Gaming Tech Sector Gears Up for Promising Q2 Earnings with Encouraging M&A Activity
As the second-quarter earnings season progresses, gaming technology companies are preparing to reveal their financial results. Analysts are predicting solid but not spectacular trends. Stifel analyst Jeffrey Stantial has provided insights into the anticipated performances of key players in the sector. Light & Wonder (NASDAQ: LNW) and PlayAGS (NYSE: AGS) are expected to surpass estimates for the June quarter, while International Game Technology (NYSE: IGT) is predicted to meet Wall Street forecasts. Everi (NYSE: EVRI), on the other hand, may fall short of expectations.
IGT is currently merging its global gaming and PlayDigital units with Everi in a $6.2 billion deal announced in February. This merger is expected to clarify IGT’s investment thesis, allowing the company to focus more on its highly profitable lottery segment.
“Our proprietary lottery sales tracker shows still muted ‘core’ sales, though content phasing & a potential Mega Millions price adjustment should bolster growth beginning in 2H24,” wrote Stantial.

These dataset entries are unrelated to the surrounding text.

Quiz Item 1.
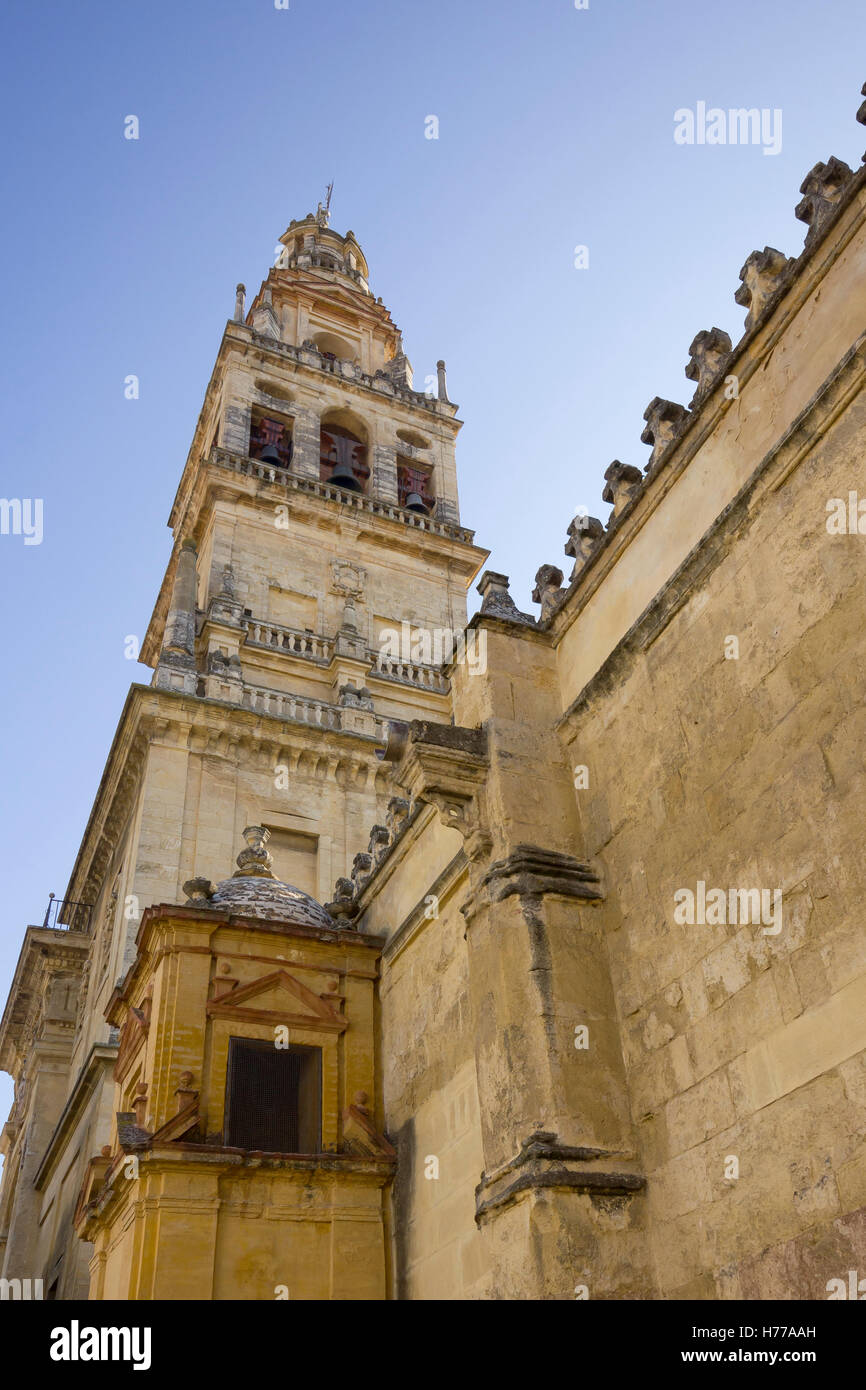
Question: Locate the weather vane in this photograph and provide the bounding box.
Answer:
[316,179,334,227]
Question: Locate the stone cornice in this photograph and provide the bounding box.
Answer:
[475,1131,646,1226]
[33,1043,117,1191]
[106,902,385,1024]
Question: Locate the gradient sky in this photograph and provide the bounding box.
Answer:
[0,0,866,1123]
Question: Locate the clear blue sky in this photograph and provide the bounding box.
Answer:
[0,0,866,1122]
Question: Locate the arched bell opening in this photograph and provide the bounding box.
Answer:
[318,410,370,492]
[250,409,293,468]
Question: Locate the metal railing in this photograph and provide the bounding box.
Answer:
[42,892,93,935]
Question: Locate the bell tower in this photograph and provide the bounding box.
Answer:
[129,204,485,902]
[0,204,487,1298]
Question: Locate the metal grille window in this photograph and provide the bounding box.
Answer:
[225,1038,321,1154]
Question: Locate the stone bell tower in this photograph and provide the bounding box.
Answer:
[0,207,485,1298]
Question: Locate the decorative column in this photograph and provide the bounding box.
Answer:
[153,541,197,695]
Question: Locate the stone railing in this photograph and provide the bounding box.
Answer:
[240,685,388,739]
[209,446,475,545]
[243,617,334,664]
[370,651,450,695]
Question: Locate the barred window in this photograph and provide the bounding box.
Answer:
[225,1038,321,1154]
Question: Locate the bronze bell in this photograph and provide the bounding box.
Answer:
[259,443,285,468]
[328,461,364,492]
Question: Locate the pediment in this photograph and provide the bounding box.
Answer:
[279,271,391,322]
[207,970,346,1031]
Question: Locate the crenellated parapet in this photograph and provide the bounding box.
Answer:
[794,154,853,250]
[685,328,733,410]
[636,396,688,477]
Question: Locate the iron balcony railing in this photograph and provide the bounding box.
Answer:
[42,892,93,935]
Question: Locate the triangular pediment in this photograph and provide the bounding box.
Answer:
[207,970,346,1026]
[274,271,391,324]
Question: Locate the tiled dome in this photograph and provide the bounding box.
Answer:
[183,826,339,931]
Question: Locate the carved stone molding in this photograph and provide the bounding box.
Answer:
[395,720,492,860]
[475,1130,646,1226]
[461,844,603,922]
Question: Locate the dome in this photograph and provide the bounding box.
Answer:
[183,826,339,931]
[210,877,338,931]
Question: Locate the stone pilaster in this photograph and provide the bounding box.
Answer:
[153,541,196,695]
[395,619,651,1300]
[292,406,321,478]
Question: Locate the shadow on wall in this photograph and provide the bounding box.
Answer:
[389,1116,417,1300]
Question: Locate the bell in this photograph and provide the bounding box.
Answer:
[259,443,285,468]
[328,461,364,492]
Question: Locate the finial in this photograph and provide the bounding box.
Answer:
[794,154,852,250]
[232,826,277,878]
[734,246,794,334]
[316,179,334,227]
[602,464,649,517]
[436,357,448,400]
[532,564,566,623]
[685,328,733,410]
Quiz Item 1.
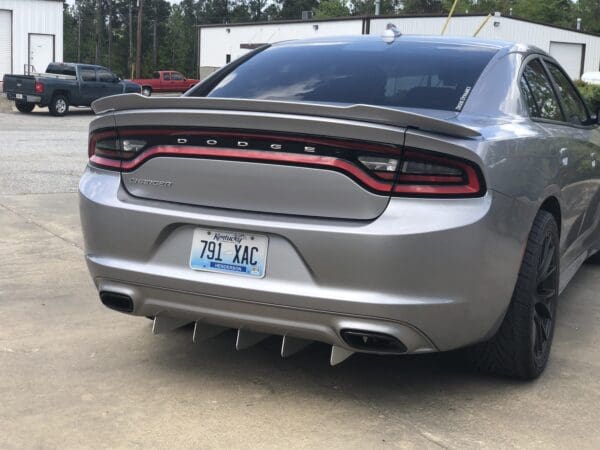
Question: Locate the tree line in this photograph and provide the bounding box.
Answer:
[64,0,600,77]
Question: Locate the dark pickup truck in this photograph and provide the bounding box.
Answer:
[4,63,141,116]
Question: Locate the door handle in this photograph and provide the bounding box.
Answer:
[559,147,569,166]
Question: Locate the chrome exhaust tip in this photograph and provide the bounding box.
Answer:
[100,291,133,313]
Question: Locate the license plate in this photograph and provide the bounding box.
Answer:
[190,228,269,278]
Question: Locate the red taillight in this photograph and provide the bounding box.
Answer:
[392,149,485,197]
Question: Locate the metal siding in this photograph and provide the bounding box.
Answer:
[0,0,63,73]
[0,10,12,81]
[200,16,600,78]
[200,19,362,67]
[371,16,600,77]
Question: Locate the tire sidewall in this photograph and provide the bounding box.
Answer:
[15,102,35,114]
[49,95,69,117]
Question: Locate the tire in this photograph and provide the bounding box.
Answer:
[48,94,69,117]
[15,102,35,114]
[469,211,560,380]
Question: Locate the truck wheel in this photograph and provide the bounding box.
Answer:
[48,94,69,117]
[469,211,559,380]
[15,102,35,113]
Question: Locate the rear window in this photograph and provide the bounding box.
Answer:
[46,64,77,77]
[202,38,497,111]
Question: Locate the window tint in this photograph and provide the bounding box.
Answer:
[546,63,589,125]
[98,69,115,83]
[199,39,497,111]
[46,64,77,77]
[79,69,96,81]
[521,59,563,120]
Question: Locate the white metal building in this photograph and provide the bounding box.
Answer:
[198,13,600,79]
[0,0,63,81]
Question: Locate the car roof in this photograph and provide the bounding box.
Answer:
[273,34,546,54]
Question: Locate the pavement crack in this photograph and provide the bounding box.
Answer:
[0,203,83,251]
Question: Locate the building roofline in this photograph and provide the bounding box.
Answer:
[197,12,600,37]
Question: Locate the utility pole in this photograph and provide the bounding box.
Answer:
[77,9,81,63]
[94,0,104,64]
[152,19,158,70]
[135,0,144,78]
[108,0,112,69]
[127,0,133,76]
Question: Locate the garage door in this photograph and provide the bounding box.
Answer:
[0,10,12,81]
[29,34,54,72]
[550,42,583,80]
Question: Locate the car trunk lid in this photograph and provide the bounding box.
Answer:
[94,96,480,220]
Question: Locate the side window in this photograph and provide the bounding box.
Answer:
[546,62,589,125]
[521,59,563,121]
[79,69,96,81]
[98,69,115,83]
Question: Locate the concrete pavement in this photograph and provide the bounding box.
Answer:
[0,107,600,449]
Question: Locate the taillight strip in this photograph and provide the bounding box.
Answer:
[113,146,392,193]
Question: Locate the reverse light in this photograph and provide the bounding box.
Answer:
[121,139,146,152]
[358,156,398,172]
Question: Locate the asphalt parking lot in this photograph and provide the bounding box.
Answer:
[0,103,600,449]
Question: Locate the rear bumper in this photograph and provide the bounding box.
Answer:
[80,168,529,352]
[6,92,42,103]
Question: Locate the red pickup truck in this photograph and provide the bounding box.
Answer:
[132,70,200,96]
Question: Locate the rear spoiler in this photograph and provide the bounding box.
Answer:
[92,94,481,138]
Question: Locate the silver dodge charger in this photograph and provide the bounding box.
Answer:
[80,35,600,379]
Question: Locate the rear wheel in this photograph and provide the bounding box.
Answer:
[470,211,559,380]
[15,102,35,113]
[48,94,69,117]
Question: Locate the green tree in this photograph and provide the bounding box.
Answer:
[574,0,600,33]
[315,0,350,19]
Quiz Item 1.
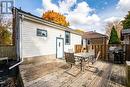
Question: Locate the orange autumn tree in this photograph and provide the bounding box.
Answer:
[42,10,69,27]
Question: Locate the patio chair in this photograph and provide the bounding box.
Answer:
[91,51,101,64]
[87,51,101,70]
[65,52,81,68]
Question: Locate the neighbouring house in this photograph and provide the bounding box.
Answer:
[82,31,107,45]
[14,8,82,61]
[122,29,130,44]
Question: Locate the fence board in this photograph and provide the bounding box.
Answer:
[75,44,130,61]
[0,46,16,59]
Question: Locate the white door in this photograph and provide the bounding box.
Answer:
[56,38,64,58]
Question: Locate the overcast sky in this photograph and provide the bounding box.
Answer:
[15,0,130,33]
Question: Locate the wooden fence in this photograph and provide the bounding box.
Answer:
[75,44,130,61]
[0,45,16,59]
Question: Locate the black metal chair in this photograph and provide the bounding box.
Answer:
[65,52,82,68]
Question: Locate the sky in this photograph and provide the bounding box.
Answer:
[15,0,130,34]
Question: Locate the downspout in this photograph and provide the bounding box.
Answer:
[9,9,24,70]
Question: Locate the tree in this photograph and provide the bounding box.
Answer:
[74,29,85,33]
[122,11,130,29]
[109,26,120,44]
[42,10,69,27]
[0,15,12,45]
[105,20,123,43]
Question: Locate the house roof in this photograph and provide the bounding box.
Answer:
[122,29,130,35]
[83,31,107,39]
[13,8,83,36]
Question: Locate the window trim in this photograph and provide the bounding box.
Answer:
[37,28,48,37]
[65,31,71,45]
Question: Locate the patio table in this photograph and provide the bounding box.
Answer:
[74,52,94,70]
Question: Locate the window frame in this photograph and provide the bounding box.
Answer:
[37,28,48,37]
[65,31,71,45]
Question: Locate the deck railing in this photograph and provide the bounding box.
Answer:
[75,44,130,60]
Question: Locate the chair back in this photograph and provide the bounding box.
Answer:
[65,52,75,64]
[88,49,95,55]
[96,51,101,61]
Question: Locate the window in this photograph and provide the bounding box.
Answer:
[65,31,70,45]
[37,29,47,37]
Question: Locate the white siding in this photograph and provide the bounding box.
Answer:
[20,20,81,58]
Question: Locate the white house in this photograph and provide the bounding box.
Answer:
[13,8,82,58]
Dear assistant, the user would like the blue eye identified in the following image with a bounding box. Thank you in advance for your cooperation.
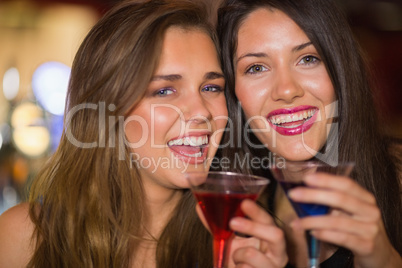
[246,64,268,74]
[299,55,320,65]
[201,85,222,92]
[154,88,175,97]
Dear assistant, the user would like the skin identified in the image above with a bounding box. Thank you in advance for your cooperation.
[234,9,335,160]
[0,27,287,267]
[125,27,227,267]
[234,8,402,268]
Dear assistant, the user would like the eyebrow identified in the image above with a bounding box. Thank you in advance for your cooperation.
[236,52,268,63]
[204,72,225,80]
[151,74,182,81]
[236,42,313,63]
[292,42,313,52]
[151,72,224,82]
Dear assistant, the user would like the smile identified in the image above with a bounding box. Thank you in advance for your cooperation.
[267,106,319,136]
[168,135,209,164]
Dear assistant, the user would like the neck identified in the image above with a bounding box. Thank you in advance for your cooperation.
[144,182,183,238]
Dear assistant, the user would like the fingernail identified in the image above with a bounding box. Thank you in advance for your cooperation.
[288,190,300,199]
[229,218,241,227]
[289,220,301,230]
[304,174,317,183]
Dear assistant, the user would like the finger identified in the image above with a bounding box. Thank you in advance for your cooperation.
[229,217,286,257]
[292,215,382,242]
[288,187,379,220]
[304,172,376,204]
[195,204,211,232]
[311,230,375,255]
[233,247,275,268]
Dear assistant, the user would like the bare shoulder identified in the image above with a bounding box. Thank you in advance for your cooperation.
[0,203,34,267]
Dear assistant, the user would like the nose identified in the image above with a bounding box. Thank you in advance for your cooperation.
[182,93,212,124]
[272,68,304,103]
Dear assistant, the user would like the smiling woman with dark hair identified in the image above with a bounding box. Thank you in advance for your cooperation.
[218,0,402,268]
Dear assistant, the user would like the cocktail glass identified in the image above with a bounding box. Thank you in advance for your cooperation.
[187,172,269,268]
[270,160,354,268]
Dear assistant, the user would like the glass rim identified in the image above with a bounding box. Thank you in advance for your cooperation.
[185,171,271,184]
[268,159,356,169]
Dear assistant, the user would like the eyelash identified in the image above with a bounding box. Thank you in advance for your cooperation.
[299,55,320,65]
[153,88,176,97]
[201,85,223,92]
[246,64,268,74]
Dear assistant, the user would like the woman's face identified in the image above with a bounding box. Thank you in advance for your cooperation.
[125,27,227,189]
[234,8,336,160]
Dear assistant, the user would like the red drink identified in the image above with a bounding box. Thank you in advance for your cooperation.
[187,171,269,268]
[194,191,258,239]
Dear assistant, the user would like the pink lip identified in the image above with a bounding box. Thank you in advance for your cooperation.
[267,105,319,136]
[168,131,211,165]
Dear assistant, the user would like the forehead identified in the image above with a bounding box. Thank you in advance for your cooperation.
[237,8,310,52]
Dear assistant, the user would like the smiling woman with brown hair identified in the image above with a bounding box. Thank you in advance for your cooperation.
[0,1,227,267]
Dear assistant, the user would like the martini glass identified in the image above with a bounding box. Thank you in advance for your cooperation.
[270,160,354,268]
[187,171,269,268]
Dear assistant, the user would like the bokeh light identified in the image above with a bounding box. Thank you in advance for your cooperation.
[32,61,71,115]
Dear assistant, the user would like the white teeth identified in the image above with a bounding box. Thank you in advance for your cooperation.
[168,135,208,147]
[182,152,202,157]
[269,109,316,125]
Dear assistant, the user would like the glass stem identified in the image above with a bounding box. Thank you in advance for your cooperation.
[306,231,320,268]
[213,235,233,268]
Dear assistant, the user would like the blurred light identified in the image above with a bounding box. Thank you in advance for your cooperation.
[370,1,402,31]
[32,62,71,115]
[11,102,50,157]
[3,67,20,100]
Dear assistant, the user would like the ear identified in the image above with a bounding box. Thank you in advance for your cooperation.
[195,204,211,232]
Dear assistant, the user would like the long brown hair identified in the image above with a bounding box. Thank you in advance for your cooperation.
[28,1,217,268]
[218,0,402,258]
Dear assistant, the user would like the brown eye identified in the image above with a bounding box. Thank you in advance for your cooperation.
[299,56,320,65]
[246,64,268,74]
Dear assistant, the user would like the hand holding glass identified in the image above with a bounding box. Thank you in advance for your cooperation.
[271,160,354,268]
[187,172,269,268]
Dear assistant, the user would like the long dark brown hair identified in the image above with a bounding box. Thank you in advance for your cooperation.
[28,1,218,268]
[218,0,402,260]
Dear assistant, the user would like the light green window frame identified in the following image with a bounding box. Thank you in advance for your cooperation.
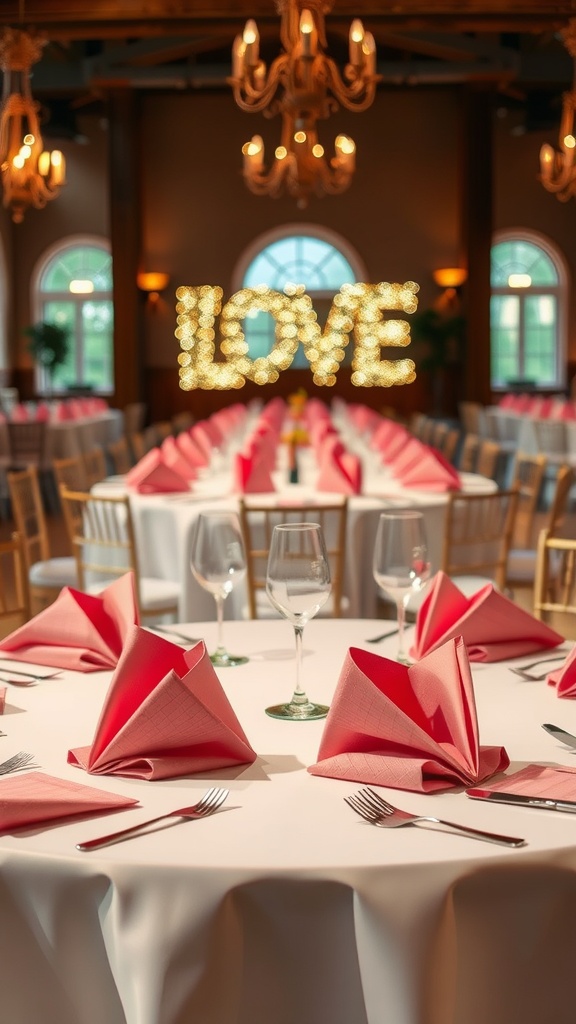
[233,224,360,370]
[33,238,114,395]
[490,231,568,391]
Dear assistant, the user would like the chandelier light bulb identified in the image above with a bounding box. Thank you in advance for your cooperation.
[229,0,380,208]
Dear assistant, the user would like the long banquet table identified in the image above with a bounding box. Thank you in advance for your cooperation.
[0,620,576,1024]
[92,458,496,621]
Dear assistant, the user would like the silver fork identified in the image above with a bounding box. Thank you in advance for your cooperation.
[0,751,38,775]
[509,651,566,683]
[76,786,230,851]
[344,790,526,846]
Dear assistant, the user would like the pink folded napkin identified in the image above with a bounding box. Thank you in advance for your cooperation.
[392,444,461,490]
[234,452,276,495]
[174,430,210,469]
[160,434,197,481]
[68,626,256,780]
[0,572,138,672]
[316,442,362,495]
[0,771,138,833]
[546,644,576,697]
[307,638,509,793]
[410,571,564,662]
[126,447,190,495]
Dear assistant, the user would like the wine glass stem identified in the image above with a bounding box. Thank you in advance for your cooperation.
[292,626,308,703]
[396,597,406,659]
[214,594,225,654]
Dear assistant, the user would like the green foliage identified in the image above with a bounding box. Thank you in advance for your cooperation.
[24,322,70,374]
[410,309,466,370]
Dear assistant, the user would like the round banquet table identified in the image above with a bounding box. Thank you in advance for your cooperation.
[92,453,496,622]
[0,620,576,1024]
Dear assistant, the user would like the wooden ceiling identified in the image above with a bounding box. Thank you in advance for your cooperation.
[0,0,576,112]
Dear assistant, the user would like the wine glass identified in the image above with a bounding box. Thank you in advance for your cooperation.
[265,522,332,721]
[372,509,430,665]
[191,512,248,668]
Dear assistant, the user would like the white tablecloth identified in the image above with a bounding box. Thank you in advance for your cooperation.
[0,409,124,461]
[93,455,496,622]
[0,620,576,1024]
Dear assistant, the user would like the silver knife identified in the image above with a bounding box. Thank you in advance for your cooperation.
[542,722,576,748]
[466,790,576,814]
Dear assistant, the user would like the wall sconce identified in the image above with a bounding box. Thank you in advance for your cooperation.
[136,270,170,306]
[433,266,468,310]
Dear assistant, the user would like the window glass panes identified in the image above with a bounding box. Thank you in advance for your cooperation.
[37,245,114,394]
[491,238,566,389]
[238,234,356,369]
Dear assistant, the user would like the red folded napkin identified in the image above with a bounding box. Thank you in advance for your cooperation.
[392,442,461,490]
[0,572,139,672]
[126,447,190,495]
[68,626,256,779]
[316,446,362,495]
[546,644,576,697]
[0,771,138,833]
[410,571,564,662]
[307,638,509,793]
[234,452,276,495]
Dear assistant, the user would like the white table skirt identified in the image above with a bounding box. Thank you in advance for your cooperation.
[0,620,576,1024]
[93,460,496,622]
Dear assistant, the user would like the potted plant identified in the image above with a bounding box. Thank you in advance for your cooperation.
[25,321,70,389]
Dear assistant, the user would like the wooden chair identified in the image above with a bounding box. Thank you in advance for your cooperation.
[458,433,480,473]
[6,466,78,614]
[107,434,132,476]
[0,532,30,638]
[59,486,180,620]
[440,486,518,594]
[240,497,347,618]
[52,455,87,492]
[506,456,576,594]
[83,444,108,490]
[534,529,576,639]
[6,420,47,470]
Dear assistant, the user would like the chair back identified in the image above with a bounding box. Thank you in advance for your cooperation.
[6,466,50,575]
[511,452,547,548]
[0,532,30,638]
[83,444,108,490]
[59,484,138,591]
[534,529,576,639]
[240,497,347,618]
[6,420,46,469]
[458,433,480,473]
[108,434,132,474]
[441,486,518,590]
[52,455,88,490]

The analyst rates IGT a “buy” but noted that second-quarter sales of lottery tickets and scratchers likely trended lower. “We believe soft core lottery trends mostly reflect well-discussed jackpot fatigue, though ongoing softness in low-income consumer spend and implications from persistent inflation & higher gas prices bear watching,” he said. “Based on our analysis of weekly Powerball & Mega Millions sales data, we estimate sales of multi-state jackpot games were in line year-over-year.”
Attractive Valuations in the Gaming Tech Sector
Shares of slot machine manufacturers have shown mixed performances this year, but there are some standouts. Light & Wonder, for example, is up 28.71% since the start of 2024. The company, one of the largest in the space, is reducing debt and has demonstrated confidence in its shares with a $1 billion buyback plan announced last month. Stantial notes that across the slot supplier landscape, valuations are at historically depressed levels.
“Forward 1-year enterprise value/earnings before interest, taxes, depreciation, and amortization (EV/EBITDA) multiples are -37% to -17% below long-term averages ex-LNW, on Street estimates that seemingly embed stable casino gross gaming revenue (GGR) and North American slot replacement cycle,” according to the analyst.
Stantial observed that slot supplier stocks could benefit from lower interest rates but emphasized the importance of stock selection in the group moving forward.
M&A Activity in the Gaming Tech Sector
There have been signs of elevated consolidation activity in the gaming technology industry this year. Notable deals include the aforementioned IGT/Everi merger and Brightstar Capital Partners’ $1.1 billion offer for PlayAGS, which has faced opposition from some investors. Last week, Evolution AB announced its acquisition of Las Vegas-based Galaxy Gaming for $85 million.
These deals highlight the appetite among buyers for gaming tech firms, but competitive headwinds for smaller suppliers and depressed valuations on small-cap consumer cyclical stocks could limit large-scale mergers and acquisitions activity in the near term.
“While we don’t envision further large-scale M&A for our direct supplier coverage, we believe elevated M&A activity should help provide a floor for valuations while changes in ownership/execution on integration will need to be closely monitored for market share opportunity/risk,” concluded Stantial.